Pour garantir la confidentialité du bénéficiaire pour les dons inférieurs ou égaux à 3 000 euros consentis par une personne physique, les reçus délivrés pour ces dons ne mentionnent pas le nom du ou des candidats ou partis politiques bénéficiaires.
C - Remise en cause possible des avantages fiscaux attachés aux dons
Cette remise en cause est possible, dans le cadre d'une procédure contradictoire de rectification, si le contribuable n'a pas mentionné sur sa déclaration de revenus l'identité du bénéficiaire des dons ou des cotisations et le montant versé ou s'il ne justifie pas de la réalité des versements effectués et du respect des conditions particulières propres à la réduction d'impôt.
Par ailleurs, l'article 1378 octies du CGI (N° Lexbase : L0172IKL) prévoit une procédure de suspension du bénéfice des avantages fiscaux pour les dons effectués au profit de certains organismes, lorsque le contrôle de leurs comptes par la Cour des comptes révèle une non-conformité entre les objectifs poursuivis et les dépenses engagées ou en cas de refus de certification des comptes par un commissaire aux comptes (CGI Ann.
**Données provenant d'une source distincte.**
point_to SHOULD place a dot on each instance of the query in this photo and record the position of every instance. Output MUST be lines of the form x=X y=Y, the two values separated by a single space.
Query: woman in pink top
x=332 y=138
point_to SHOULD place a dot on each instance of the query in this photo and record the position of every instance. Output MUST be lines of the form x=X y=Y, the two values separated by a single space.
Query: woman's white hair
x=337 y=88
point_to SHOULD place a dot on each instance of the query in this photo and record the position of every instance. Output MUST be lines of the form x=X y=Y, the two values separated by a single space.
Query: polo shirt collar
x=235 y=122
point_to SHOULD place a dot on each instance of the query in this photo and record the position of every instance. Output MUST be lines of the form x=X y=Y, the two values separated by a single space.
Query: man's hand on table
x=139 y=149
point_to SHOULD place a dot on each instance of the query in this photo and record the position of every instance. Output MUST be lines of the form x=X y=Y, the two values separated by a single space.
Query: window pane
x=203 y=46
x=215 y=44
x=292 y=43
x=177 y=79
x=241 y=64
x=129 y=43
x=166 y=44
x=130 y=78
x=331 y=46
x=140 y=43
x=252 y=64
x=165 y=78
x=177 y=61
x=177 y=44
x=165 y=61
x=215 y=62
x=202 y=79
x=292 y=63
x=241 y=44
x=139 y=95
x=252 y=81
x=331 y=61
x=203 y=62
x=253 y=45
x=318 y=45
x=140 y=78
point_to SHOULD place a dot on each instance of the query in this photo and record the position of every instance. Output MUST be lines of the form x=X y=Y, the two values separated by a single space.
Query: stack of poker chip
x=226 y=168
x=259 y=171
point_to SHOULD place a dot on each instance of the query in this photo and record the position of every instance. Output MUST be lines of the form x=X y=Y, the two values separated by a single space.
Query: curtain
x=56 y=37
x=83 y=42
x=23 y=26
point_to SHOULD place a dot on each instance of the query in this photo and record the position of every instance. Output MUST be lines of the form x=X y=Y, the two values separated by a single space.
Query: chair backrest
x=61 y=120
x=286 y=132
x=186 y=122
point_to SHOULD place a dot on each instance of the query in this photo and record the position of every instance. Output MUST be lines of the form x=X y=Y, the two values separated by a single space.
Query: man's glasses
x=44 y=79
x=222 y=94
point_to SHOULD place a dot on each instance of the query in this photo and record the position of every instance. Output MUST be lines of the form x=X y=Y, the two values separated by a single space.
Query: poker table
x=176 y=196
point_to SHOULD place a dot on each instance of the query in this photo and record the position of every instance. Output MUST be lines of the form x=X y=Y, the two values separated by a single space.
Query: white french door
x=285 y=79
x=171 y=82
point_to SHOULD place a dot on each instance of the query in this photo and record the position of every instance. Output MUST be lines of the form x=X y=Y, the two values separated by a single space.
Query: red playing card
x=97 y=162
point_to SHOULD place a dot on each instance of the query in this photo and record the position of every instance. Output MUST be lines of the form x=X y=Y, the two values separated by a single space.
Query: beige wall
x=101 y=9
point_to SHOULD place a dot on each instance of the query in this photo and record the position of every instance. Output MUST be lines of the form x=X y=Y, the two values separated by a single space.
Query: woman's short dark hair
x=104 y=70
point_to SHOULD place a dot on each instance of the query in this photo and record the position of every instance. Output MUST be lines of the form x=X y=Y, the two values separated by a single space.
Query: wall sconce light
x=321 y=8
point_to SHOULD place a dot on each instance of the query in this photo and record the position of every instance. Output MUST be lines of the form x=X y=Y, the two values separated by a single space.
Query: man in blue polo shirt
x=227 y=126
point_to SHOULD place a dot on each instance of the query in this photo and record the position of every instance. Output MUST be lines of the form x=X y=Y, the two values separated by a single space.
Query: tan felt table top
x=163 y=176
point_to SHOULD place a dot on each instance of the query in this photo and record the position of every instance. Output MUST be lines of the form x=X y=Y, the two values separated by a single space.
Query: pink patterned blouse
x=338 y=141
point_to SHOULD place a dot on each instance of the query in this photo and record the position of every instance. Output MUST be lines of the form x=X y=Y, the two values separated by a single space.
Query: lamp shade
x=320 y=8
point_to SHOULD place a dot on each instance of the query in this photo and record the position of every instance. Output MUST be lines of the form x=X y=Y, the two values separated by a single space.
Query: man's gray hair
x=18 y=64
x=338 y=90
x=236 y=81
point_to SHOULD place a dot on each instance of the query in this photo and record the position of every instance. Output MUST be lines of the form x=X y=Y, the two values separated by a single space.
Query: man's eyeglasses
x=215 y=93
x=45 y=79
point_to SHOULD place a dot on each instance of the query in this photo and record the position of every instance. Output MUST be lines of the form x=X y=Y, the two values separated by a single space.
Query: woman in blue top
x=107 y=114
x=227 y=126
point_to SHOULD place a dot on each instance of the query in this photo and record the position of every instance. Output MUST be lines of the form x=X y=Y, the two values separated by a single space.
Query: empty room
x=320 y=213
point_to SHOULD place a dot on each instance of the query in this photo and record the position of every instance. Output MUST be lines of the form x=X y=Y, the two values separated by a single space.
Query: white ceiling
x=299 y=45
II, art. 310 G bis N° Lexbase : L3481IQY à 310 G quinquies, instaurés par le décret n° 2011-556 du 20 mai 2011 N° Lexbase : L3434IQA).
La procédure doit être engagée par le ministre du Budget et a pour effet de priver les donateurs des avantages fiscaux qui s'appliquent normalement de plein droit à leurs dons, afin de priver de financement, au moins temporairement, les organismes défaillants. En outre, en cas de condamnation pénale de l'organisme, celui-ci fait l'objet d'une procédure automatique de suspension des avantages fiscaux (BOI-IR-RICI-250-40-20120912, n° 290 N° Lexbase : X6888ALP).